An Incentive To Bring Down Ethereum Is Born

Network congestion is a big problem for any cryptocurrency, asset, or token. Unfortunately for Ethereum, and every asset or token based on this blockchain, these issues are quite apparent this week. It appears someone successfully identified how these problems come to be, and what could happen in the not-so-distant future if these things are not addressed. It only takes a relatively small amount of money for a group or individual to bring down the Ethereum network.

More specifically, the gas price used to send transaction on the Ethereum blockchain can be gamed quite easily. It is possible to write a smart contract which uses all gas in a block to create artificially long verification times. This issue has been apparent for some time now, but it was countered by introducing a lower gas limit, which was embraced by service providers and miners alike. In one way, this should have alleviated all of these concerns, but it has apparently only made things worse.

The recent surge of cryptocurrency ICOs creates an environment in which everyone wants to see transactions confirmed as soon as possible. With the gas amounts limited, only so many transactions can be confirmed in the next block. Users manually increase gas prices to skip ahead of the queue, which creates a situation that gets out of hand incredibly quickly. Miners prioritize profitable transaction fees over the lower ones, which effectively brought the Ethereum network to a snail’s pace earlier this week.

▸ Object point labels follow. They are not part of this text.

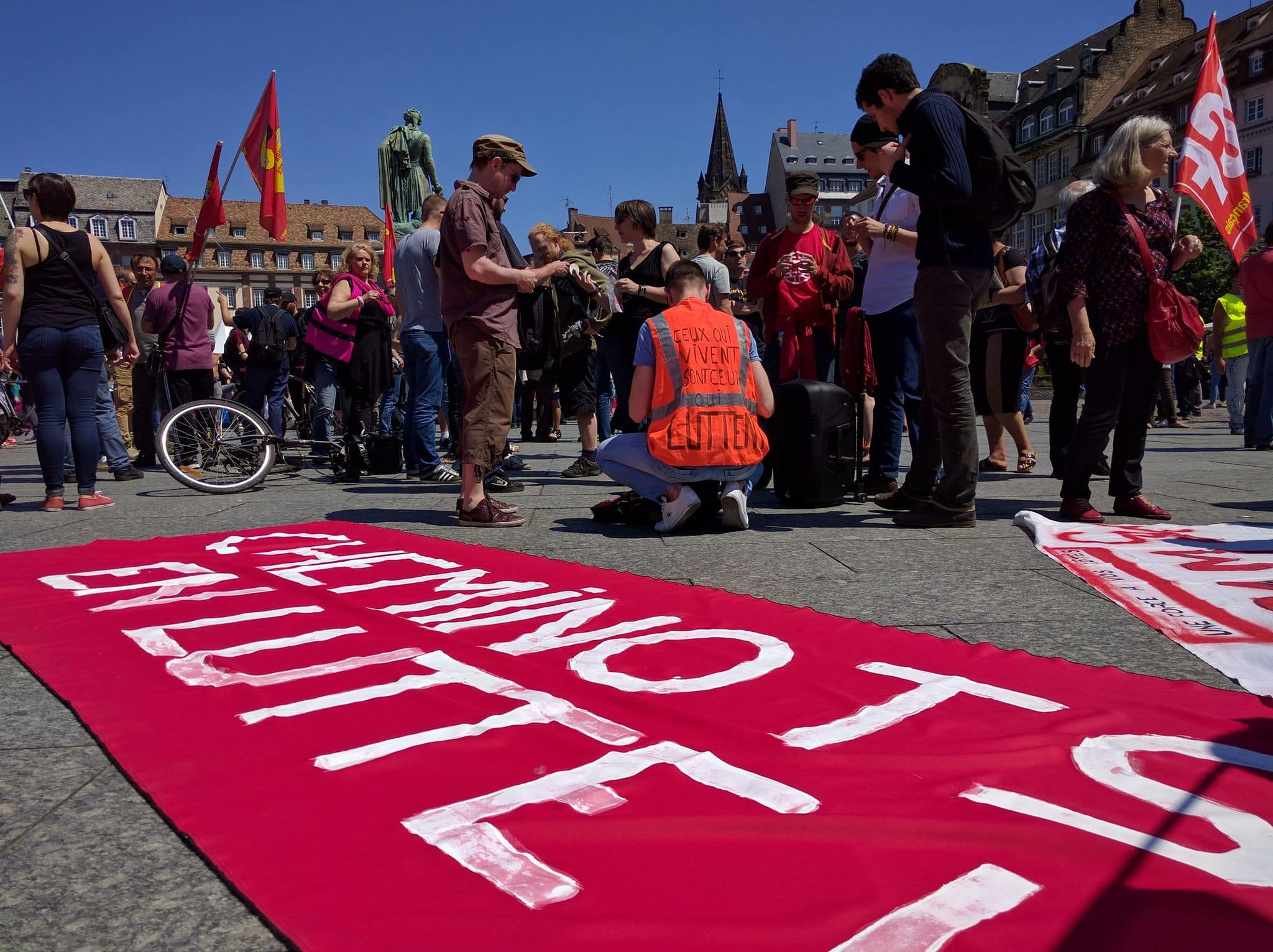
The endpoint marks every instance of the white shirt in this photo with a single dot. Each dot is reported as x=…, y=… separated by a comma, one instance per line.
x=891, y=273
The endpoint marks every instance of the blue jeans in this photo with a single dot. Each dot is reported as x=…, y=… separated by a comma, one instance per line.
x=388, y=404
x=895, y=346
x=1258, y=416
x=65, y=368
x=427, y=355
x=108, y=431
x=267, y=387
x=627, y=460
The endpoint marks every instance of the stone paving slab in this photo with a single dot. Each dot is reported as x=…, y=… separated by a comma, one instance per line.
x=88, y=864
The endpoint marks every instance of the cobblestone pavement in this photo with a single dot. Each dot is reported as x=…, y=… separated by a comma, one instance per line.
x=87, y=864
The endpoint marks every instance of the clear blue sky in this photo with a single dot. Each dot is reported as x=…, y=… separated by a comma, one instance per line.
x=604, y=96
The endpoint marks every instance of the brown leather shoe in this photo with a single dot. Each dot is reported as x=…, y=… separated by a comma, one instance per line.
x=1080, y=511
x=1139, y=507
x=484, y=516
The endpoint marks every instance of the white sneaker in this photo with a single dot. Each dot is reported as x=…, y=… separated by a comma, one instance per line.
x=733, y=507
x=678, y=511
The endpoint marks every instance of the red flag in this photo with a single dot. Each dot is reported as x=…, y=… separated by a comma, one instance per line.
x=262, y=149
x=390, y=249
x=1211, y=162
x=211, y=213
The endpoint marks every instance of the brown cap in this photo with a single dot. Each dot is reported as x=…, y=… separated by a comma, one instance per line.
x=489, y=147
x=802, y=183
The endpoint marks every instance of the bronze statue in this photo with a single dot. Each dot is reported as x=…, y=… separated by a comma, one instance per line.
x=407, y=170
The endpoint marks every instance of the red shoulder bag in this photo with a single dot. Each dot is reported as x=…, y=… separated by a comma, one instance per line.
x=1175, y=327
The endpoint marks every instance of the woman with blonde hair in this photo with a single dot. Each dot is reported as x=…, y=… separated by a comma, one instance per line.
x=356, y=298
x=1101, y=274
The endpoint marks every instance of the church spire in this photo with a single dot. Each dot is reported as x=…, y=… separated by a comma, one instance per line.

Unfortunately, it doesn’t appear these problems can be fixed all that easily. Miners are incentivized to create such situations during which gas prices spike. F2Pool has apparently experimented with this method of operation during the Status ICO. Changing the way ICOs are organized won’t alleviate these concerns by any means. The way things look now, anyone can exploit the smart contract building bricks to bring the Ethereum network down for an extended period of time.

A thorough Reddit post outlines how such a malicious smart contract would work exactly. It does not take all that much effort, even though the contract has to be funded with an amount of ether. This creates a situation in which entering the contract is profitable for everyone, as most people expect ICOs to sell out relatively quickly. Getting in as many transactions as early as possible is the number one objective. This is how most ICOs operate ever since the concept was brought to the masses, and little has changed.

If the malicious contract has a high enough balance in Ether, it is possible to run iterations on such a contract indefinitely. Doing so would slow down the Ethereum network and effectively bring to a halt. With US$1m of Ether, one could halt the network for 2 days. Increase that number to US$50m – an amount some nefarious entities may be willing to part with – and Ethereum could be reduced to an obscure project in a month or less. It is only a matter of time until all hell breaks loose, that much is evident.